# 🧪 Lab Handout: K-Means Clustering


In this lab, we will explore **K-Means Clustering**, an unsupervised learning algorithm used to group data into clusters.  
We will use a sample dataset (`income.csv`) and visualize the results using scatter plots.

---

**Learning Objectives**:
- Understand the steps of K-Means clustering
- Implement K-Means using `scikit-learn`
- Visualize clusters with Matplotlib / seaborn
- Use the **Elbow Method** to find the optimal `k`





## 🧩 K-Means Clustering

**K-means clustering** is a method to group data into clusters where each piece of data is closest to the central point, or **centroid**, of its cluster.

### Steps of the K-Means Algorithm
1. Start with **K centroids** by putting them at random places.  
   Example: here K = 2 (randomly selected centroids).  
2. Compute the **distance** of every point from each centroid and cluster them accordingly.  
3. Adjust centroids so that they become the **center of gravity** for their respective clusters.  
4. Re-cluster every point based on their updated distance from the centroids.  
5. Again, adjust centroids.  
6. Repeat steps until **data points stop changing clusters** (convergence).

---

### 🧮 **SSE** – Sum of Squared Errors or **WCSS** - Within Clusters Sum of Square
To find the **optimal number of clusters (K)** using SSE:
- Plot the **sum of squared distances** from each data point to its cluster’s centroid.  
- Then, select **K** where the decrease in SSE starts to **level off**, known as the **“elbow point.”**

***

## [scikit-learn KMeans Reference](https://scikit-learn.org/stable/modules/generated/sklearn.cluster.KMeans.html)

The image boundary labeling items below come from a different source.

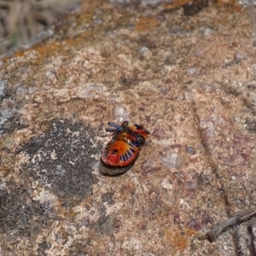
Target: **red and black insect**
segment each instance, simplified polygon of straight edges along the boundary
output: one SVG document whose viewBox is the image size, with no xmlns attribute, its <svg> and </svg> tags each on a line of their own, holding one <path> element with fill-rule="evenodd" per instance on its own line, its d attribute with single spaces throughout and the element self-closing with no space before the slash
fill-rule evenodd
<svg viewBox="0 0 256 256">
<path fill-rule="evenodd" d="M 140 148 L 145 143 L 149 131 L 143 125 L 128 121 L 123 122 L 121 125 L 111 122 L 108 125 L 113 128 L 107 128 L 106 131 L 113 132 L 113 137 L 102 151 L 102 162 L 110 168 L 120 167 L 123 173 L 138 157 Z M 127 166 L 129 168 L 122 169 Z"/>
</svg>

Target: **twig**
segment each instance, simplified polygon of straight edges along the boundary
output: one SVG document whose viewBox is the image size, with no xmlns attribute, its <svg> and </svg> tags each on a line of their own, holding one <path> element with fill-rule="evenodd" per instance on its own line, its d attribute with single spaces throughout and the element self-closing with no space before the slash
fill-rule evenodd
<svg viewBox="0 0 256 256">
<path fill-rule="evenodd" d="M 219 235 L 224 233 L 227 228 L 234 226 L 236 224 L 240 224 L 241 223 L 246 221 L 247 218 L 255 214 L 256 208 L 247 210 L 242 213 L 231 217 L 206 230 L 204 234 L 201 236 L 202 236 L 204 239 L 209 240 L 210 241 L 213 241 L 218 238 Z"/>
<path fill-rule="evenodd" d="M 247 234 L 246 242 L 247 242 L 247 245 L 249 249 L 251 256 L 256 256 L 256 249 L 255 249 L 255 245 L 254 245 L 253 241 L 254 241 L 254 236 L 253 233 L 253 228 L 252 228 L 252 225 L 249 225 L 247 227 Z"/>
</svg>

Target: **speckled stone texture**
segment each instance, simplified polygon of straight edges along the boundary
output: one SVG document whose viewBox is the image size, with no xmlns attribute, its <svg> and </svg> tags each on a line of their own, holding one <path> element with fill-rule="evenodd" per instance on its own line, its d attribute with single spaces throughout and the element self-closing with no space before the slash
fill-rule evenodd
<svg viewBox="0 0 256 256">
<path fill-rule="evenodd" d="M 249 255 L 247 223 L 201 236 L 256 207 L 255 49 L 236 10 L 102 2 L 3 60 L 0 255 Z M 102 176 L 125 119 L 151 135 Z"/>
</svg>

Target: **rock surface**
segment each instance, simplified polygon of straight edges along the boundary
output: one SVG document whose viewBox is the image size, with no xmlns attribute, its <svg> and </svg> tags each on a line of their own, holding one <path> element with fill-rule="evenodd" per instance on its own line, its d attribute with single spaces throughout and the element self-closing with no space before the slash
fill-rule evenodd
<svg viewBox="0 0 256 256">
<path fill-rule="evenodd" d="M 5 58 L 0 255 L 237 255 L 255 207 L 255 49 L 248 13 L 104 3 Z M 151 136 L 102 176 L 108 121 Z M 254 178 L 255 177 L 255 178 Z"/>
</svg>

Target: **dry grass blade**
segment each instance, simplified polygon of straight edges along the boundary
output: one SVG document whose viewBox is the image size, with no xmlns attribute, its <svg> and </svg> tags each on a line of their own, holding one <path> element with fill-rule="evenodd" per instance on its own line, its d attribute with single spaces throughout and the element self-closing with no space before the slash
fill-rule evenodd
<svg viewBox="0 0 256 256">
<path fill-rule="evenodd" d="M 239 224 L 247 220 L 249 218 L 253 217 L 255 214 L 256 208 L 247 210 L 242 213 L 237 214 L 221 223 L 212 225 L 210 229 L 207 229 L 205 231 L 205 234 L 202 236 L 209 240 L 210 241 L 213 241 L 218 238 L 219 235 L 224 233 L 228 228 L 232 227 L 236 224 Z"/>
</svg>

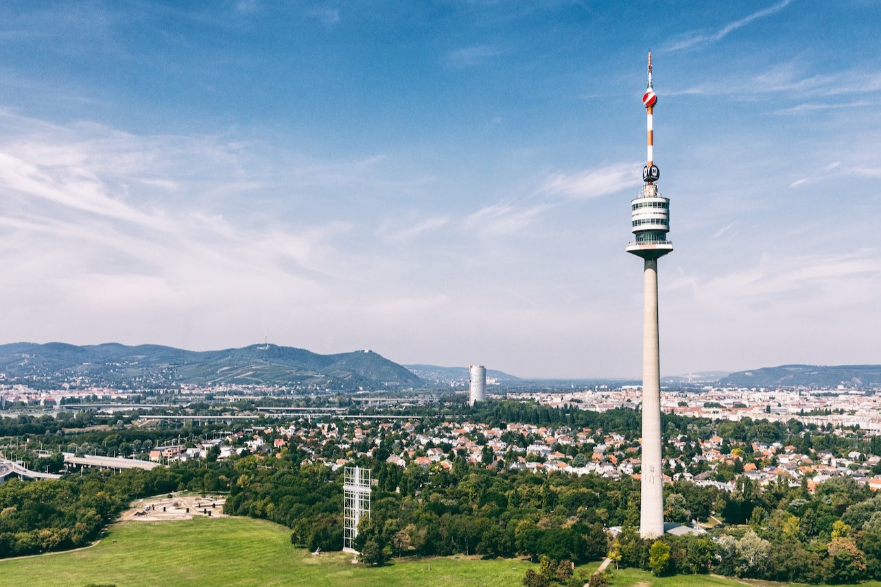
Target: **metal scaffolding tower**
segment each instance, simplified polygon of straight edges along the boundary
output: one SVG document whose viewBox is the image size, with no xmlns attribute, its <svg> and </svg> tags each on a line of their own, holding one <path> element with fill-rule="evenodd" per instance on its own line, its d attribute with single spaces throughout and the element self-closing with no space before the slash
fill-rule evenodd
<svg viewBox="0 0 881 587">
<path fill-rule="evenodd" d="M 357 553 L 358 524 L 370 517 L 370 469 L 345 467 L 343 477 L 343 551 Z"/>
</svg>

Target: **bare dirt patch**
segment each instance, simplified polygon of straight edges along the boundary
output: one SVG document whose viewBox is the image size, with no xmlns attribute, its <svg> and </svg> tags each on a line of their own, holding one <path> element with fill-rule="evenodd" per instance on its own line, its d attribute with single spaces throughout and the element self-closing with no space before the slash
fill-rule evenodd
<svg viewBox="0 0 881 587">
<path fill-rule="evenodd" d="M 223 513 L 225 496 L 218 495 L 157 495 L 139 499 L 120 519 L 137 522 L 191 520 L 196 517 L 226 517 Z"/>
</svg>

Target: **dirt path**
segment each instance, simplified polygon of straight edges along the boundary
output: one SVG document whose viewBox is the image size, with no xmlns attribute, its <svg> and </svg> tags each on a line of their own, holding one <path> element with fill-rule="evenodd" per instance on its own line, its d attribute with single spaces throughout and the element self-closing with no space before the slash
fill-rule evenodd
<svg viewBox="0 0 881 587">
<path fill-rule="evenodd" d="M 191 520 L 196 517 L 226 517 L 223 513 L 226 496 L 160 495 L 139 499 L 119 519 L 123 522 Z"/>
</svg>

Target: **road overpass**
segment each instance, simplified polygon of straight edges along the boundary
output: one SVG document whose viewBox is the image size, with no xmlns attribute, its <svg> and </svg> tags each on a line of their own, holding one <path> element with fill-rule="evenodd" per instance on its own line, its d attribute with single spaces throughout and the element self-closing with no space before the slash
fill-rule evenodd
<svg viewBox="0 0 881 587">
<path fill-rule="evenodd" d="M 149 471 L 157 466 L 162 466 L 159 463 L 150 460 L 138 460 L 137 459 L 123 459 L 122 457 L 100 457 L 97 455 L 85 454 L 78 457 L 72 452 L 63 452 L 64 462 L 69 465 L 78 466 L 99 466 L 102 469 L 144 469 Z"/>
<path fill-rule="evenodd" d="M 61 475 L 52 473 L 31 471 L 26 466 L 14 461 L 0 458 L 0 481 L 5 481 L 9 475 L 15 474 L 26 479 L 60 479 Z"/>
</svg>

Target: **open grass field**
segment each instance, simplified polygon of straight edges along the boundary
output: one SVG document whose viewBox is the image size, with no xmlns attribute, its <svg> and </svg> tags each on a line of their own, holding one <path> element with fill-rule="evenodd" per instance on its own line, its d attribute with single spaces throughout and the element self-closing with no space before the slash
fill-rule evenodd
<svg viewBox="0 0 881 587">
<path fill-rule="evenodd" d="M 352 565 L 351 554 L 313 556 L 293 548 L 290 536 L 286 528 L 245 517 L 122 522 L 91 548 L 0 561 L 0 585 L 507 587 L 522 584 L 526 569 L 537 567 L 462 557 L 404 559 L 368 569 Z"/>
<path fill-rule="evenodd" d="M 469 557 L 393 560 L 381 569 L 352 565 L 352 556 L 313 556 L 293 548 L 290 531 L 245 517 L 169 522 L 122 522 L 83 550 L 0 561 L 2 587 L 82 587 L 90 583 L 117 587 L 516 587 L 525 561 L 480 561 Z M 592 572 L 598 563 L 580 567 Z M 707 576 L 654 577 L 635 569 L 615 571 L 614 587 L 743 585 Z M 759 583 L 752 583 L 757 585 Z M 761 583 L 780 584 L 780 583 Z M 881 587 L 881 583 L 863 583 Z"/>
</svg>

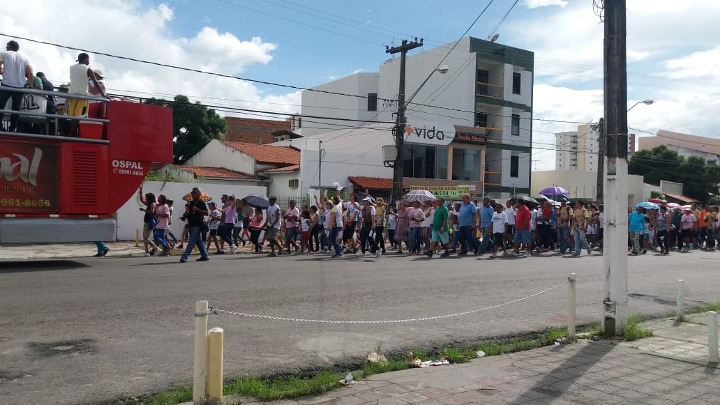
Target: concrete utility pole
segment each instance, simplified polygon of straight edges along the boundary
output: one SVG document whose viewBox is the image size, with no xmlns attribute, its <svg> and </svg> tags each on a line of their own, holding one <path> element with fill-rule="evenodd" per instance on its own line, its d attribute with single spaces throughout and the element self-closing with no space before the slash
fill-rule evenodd
<svg viewBox="0 0 720 405">
<path fill-rule="evenodd" d="M 598 183 L 595 188 L 595 201 L 603 204 L 603 186 L 605 184 L 605 119 L 598 124 Z"/>
<path fill-rule="evenodd" d="M 622 335 L 628 317 L 627 71 L 625 0 L 605 2 L 605 249 L 603 332 Z"/>
<path fill-rule="evenodd" d="M 392 171 L 392 201 L 399 201 L 402 198 L 402 150 L 405 147 L 405 55 L 408 51 L 423 46 L 422 42 L 413 41 L 408 42 L 408 40 L 402 40 L 402 44 L 398 47 L 393 47 L 385 50 L 386 53 L 395 54 L 400 53 L 400 91 L 397 93 L 397 118 L 395 120 L 395 149 L 397 153 L 395 155 L 395 164 Z"/>
</svg>

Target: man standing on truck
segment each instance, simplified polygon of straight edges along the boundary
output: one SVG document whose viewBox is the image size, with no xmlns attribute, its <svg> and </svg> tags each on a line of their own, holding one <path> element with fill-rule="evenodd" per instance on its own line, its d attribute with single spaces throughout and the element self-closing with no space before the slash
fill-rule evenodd
<svg viewBox="0 0 720 405">
<path fill-rule="evenodd" d="M 90 82 L 92 81 L 95 88 L 99 89 L 100 95 L 107 97 L 105 95 L 104 87 L 101 86 L 95 78 L 95 72 L 90 68 L 90 55 L 84 52 L 78 55 L 78 63 L 70 67 L 70 94 L 78 94 L 87 96 L 88 88 Z M 71 117 L 81 117 L 87 114 L 88 101 L 82 99 L 71 98 L 68 103 L 68 115 Z M 75 136 L 75 131 L 78 129 L 78 121 L 73 120 L 70 123 L 70 133 L 68 136 Z"/>
<path fill-rule="evenodd" d="M 192 252 L 192 248 L 197 246 L 200 251 L 200 258 L 199 262 L 207 262 L 210 260 L 207 255 L 207 249 L 202 242 L 201 234 L 204 224 L 205 216 L 207 215 L 207 205 L 205 201 L 200 199 L 202 191 L 197 187 L 193 187 L 190 195 L 192 196 L 192 201 L 188 203 L 189 211 L 187 213 L 187 229 L 189 236 L 188 237 L 187 247 L 180 258 L 180 263 L 184 263 L 187 261 L 187 258 Z"/>
<path fill-rule="evenodd" d="M 5 52 L 0 52 L 0 75 L 2 81 L 0 82 L 0 109 L 4 109 L 7 101 L 12 97 L 12 111 L 20 111 L 22 106 L 22 93 L 18 91 L 6 91 L 3 87 L 22 88 L 25 86 L 32 86 L 32 66 L 27 59 L 19 54 L 20 45 L 15 41 L 10 41 L 5 47 Z M 17 119 L 19 116 L 10 116 L 10 127 L 8 130 L 14 132 L 17 128 Z"/>
</svg>

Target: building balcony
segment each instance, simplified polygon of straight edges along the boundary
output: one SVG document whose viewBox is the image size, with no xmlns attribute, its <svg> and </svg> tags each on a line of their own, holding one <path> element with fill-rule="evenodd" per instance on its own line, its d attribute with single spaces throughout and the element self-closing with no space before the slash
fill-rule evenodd
<svg viewBox="0 0 720 405">
<path fill-rule="evenodd" d="M 502 100 L 505 93 L 502 86 L 478 81 L 475 83 L 475 95 L 493 100 Z"/>
</svg>

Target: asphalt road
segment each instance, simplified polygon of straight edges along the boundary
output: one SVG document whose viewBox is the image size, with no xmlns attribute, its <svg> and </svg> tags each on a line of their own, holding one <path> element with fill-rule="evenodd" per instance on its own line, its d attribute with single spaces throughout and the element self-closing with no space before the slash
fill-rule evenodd
<svg viewBox="0 0 720 405">
<path fill-rule="evenodd" d="M 583 253 L 585 255 L 585 253 Z M 720 252 L 629 258 L 631 312 L 720 299 Z M 325 255 L 103 258 L 0 263 L 0 402 L 102 402 L 192 378 L 194 302 L 223 309 L 318 319 L 396 319 L 504 303 L 577 273 L 577 316 L 601 314 L 602 257 L 527 258 Z M 225 376 L 358 363 L 386 351 L 515 335 L 566 320 L 567 287 L 526 301 L 438 320 L 307 324 L 220 314 Z"/>
</svg>

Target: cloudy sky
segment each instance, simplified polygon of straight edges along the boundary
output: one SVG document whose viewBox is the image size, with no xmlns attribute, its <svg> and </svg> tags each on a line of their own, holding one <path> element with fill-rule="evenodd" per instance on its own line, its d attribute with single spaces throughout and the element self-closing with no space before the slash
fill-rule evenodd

**from sklearn.cluster import KMeans**

### ⚙️ Key Parameters of `KMeans`

| Parameter | Description |
|------------|-------------|
| **n_clusters** | Number of clusters (K) to form. |
| **init** | Method for initializing centroids — `'k-means++'` *(default)* or `'random'`. |
| **n_init** | Number of times the algorithm runs with different centroid seeds (best result kept). |
| **max_iter** | Maximum number of iterations for a single run. |
| **random_state** | Controls random number generation for reproducibility. |
---

### 🧩 Main Methods

| Method | Description |
|---------|-------------|
| **fit(X)** | Compute K-Means clustering on dataset `X`. |
| **fit_predict(X)** | Fit model and return cluster labels for each data point. |
| **predict(X)** | Assign new samples to the nearest existing cluster centroid. |

---

### 📊 Important Attributes

| Attribute | Description |
|------------|-------------|
| **cluster_centers_** | Coordinates of the cluster centroids. |
| **labels_** | Index (0, 1, 2, …) of the cluster each data point belongs to. |
| **inertia_** | Sum of squared distances (SSE) of samples to their nearest centroid. |

---

📝 **Note:**  
- Always scale your data (e.g., using `StandardScaler`) before applying K-Means.  
- Choose an appropriate `K` using the **Elbow Method**.  
- K-Means assumes **spherical**, equally sized clusters and is sensitive to **outliers**.

***

## Methods to determine optimal number of clusters

### 1. Elbow Method:

The **Elbow Method** helps determine the **optimal number of clusters (K)** in a K-Means model.  
It is based on analyzing the **Sum of Squared Errors (SSE)**, also known as **inertia** in scikit-learn.

---

#### **Concept**

- As K increases, the **SSE (inertia)** — i.e., the sum of squared distances of samples to their nearest cluster center — always **decreases**.  
- Initially, this reduction is large, but after a certain K, the improvement slows down.  
- The point where the **rate of decrease sharply changes** forms an **“elbow”** in the curve — this K is usually a good choice.

---

#### **Formula**

The **SSE** (or inertia) is given by:

$$
SSE = \sum_{i=1}^{k} \sum_{x_j \in C_i} \|x_j - \mu_i\|^2
$$

Where:  
- \( C_i \) = cluster *i*  
- \( \mu_i \) = centroid of cluster *i*  
- \( x_j \) = data points in cluster *i*

---

### 2. Silhouette Score 

The **Silhouette Score** is a metric that measures **how well data points fit within their clusters** in comparison to other clusters.  
It helps evaluate the **quality of clustering** without knowing the true labels.

---
#### **Library**
from sklearn.metrics import silhouette_score

#### **Formula**

For each sample **i**:
- **a(i)** = average distance between *i* and all other points in the same cluster.  
- **b(i)** = smallest average distance of *i* to all points in any other cluster.  

Then,  
$$
s(i) = \frac{b(i) - a(i)}{\max(a(i), b(i))}
$$

The overall **silhouette score** is the average of all `s(i)` values.

---

#### **Score Range**

| Silhouette Score | Interpretation |
|------------------:|----------------|
| **+1** | Perfectly clustered (well-separated clusters). |
| **0** | Points are on or very close to the decision boundary. |
| **-1** | Points are likely assigned to the wrong cluster. |

---